Research shows that a greater proportion of Canadians have debt than in previous decades and that their net worth is growing at a relatively slow rate — a situation that may make retirement planning more challenging.
The proportion of Canadians who report being debt-free in their retirement years is dropping, finds StatsCan’s 2019 survey of financial security.
About 57% of senior-led families were debt-free, down from about 73% in 1999, StatsCan said. (Senior-led family was defined as a family where the major income earner was at least 65.)
More than one in 10 senior-led families (about 12%) had a mortgage, compared with about 7% in 1999. Also, more senior-led families owed on a line of credit, carried monthly credit card balances or had instalment debt compared to 1999.
Still, senior-led families were more likely to be debt-free than other family types.
About one-quarter (28%) of Canadian families where the principal earner was age 55 to 64 was debt-free in 2019 — down 11 percentage points from two decades earlier.
Overall, about 30% of Canadian families were debt-free in 2019, StatsCan said.
Housing represented Canadians’ largest debt and asset, which has been the case since StatsCan began monitoring financial security in 1999.
About 62% of families had a principal residences with a median value of $400,000 in 2019, and about 35% held a mortgage with a median outstanding value of $180,000.
The next largest asset was employer-sponsored pension plans, with about half of families having a plan with a median value of $164,900, StatsCan said.

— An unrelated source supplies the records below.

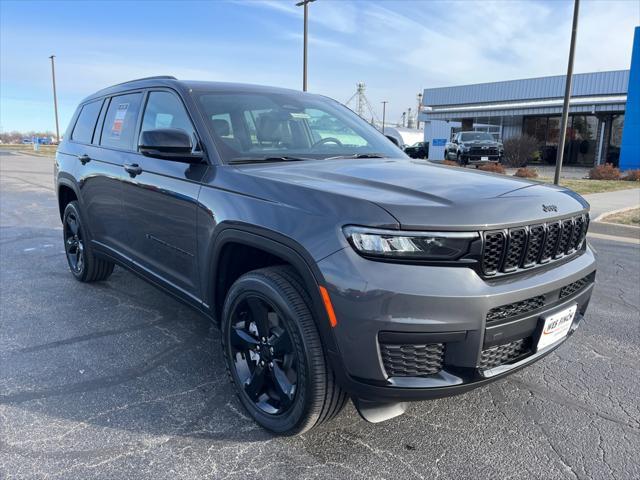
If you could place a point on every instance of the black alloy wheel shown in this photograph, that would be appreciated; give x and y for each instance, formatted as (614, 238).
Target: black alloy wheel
(73, 243)
(274, 354)
(84, 265)
(263, 356)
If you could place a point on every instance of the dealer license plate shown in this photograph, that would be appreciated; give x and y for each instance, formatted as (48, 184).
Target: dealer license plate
(556, 326)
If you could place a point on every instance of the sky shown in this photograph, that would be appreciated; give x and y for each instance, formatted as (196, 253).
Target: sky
(397, 47)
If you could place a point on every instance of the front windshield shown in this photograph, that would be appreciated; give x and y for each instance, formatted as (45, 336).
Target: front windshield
(476, 136)
(268, 126)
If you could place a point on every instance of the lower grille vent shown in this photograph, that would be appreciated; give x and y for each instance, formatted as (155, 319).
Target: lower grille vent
(512, 309)
(415, 360)
(576, 286)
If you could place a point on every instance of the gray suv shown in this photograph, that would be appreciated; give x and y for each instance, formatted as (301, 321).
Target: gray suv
(335, 266)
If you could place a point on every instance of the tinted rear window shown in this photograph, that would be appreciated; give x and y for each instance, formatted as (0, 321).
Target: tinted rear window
(119, 125)
(83, 131)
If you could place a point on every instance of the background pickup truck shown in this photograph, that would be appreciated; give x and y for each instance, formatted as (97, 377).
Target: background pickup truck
(473, 148)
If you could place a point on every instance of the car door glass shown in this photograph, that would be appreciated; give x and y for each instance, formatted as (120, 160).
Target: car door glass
(119, 125)
(86, 123)
(165, 110)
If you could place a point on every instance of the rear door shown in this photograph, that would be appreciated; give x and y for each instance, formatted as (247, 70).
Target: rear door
(160, 202)
(113, 142)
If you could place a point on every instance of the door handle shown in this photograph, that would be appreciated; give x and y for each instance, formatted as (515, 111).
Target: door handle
(133, 169)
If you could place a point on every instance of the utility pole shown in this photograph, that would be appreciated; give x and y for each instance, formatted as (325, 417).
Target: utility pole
(305, 4)
(55, 97)
(567, 94)
(384, 112)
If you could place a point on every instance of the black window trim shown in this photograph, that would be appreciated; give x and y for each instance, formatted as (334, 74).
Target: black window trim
(110, 98)
(145, 100)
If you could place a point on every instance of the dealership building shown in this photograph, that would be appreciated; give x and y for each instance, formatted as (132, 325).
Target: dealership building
(603, 123)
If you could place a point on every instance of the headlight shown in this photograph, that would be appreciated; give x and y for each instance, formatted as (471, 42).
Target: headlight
(409, 245)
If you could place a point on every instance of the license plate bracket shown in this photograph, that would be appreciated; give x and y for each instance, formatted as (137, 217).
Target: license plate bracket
(556, 326)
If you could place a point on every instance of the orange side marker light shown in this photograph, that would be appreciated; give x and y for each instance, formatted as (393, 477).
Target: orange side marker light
(333, 321)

Taking these assets into account, the median net worth of Canadian families was $329,900 in 2019, and senior-led families had the highest median net worth at $840,900.
However, net worth has grown slowly in recent years.
From 2016 to 2019, net worth grew by 1.8% annualized, a growth rate not statistically significant, StatsCan said. “By contrast, from 2012 to 2016, net worth grew 3.5% per year,” it said.
The agency said the results of its survey help reveal which families may be more or less financially vulnerable during the pandemic.
To that end, “Families where no member had an employer pension plan, families who were renters, lone-parent families, younger families and unattached non-seniors had lower net worth than others,” StatsCan said.
Regarding renters, StatsCan found that a difference in median net worth between homeowners and renters remained even when controlling for age.
For those nearing retirement (age 55 to 64), the median net worth of homeowners was $952,100, compared with $40,000 for renters.
“This suggests that renters in this age group have not accumulated a large nest-egg in preparation for retirement,” StatsCan said.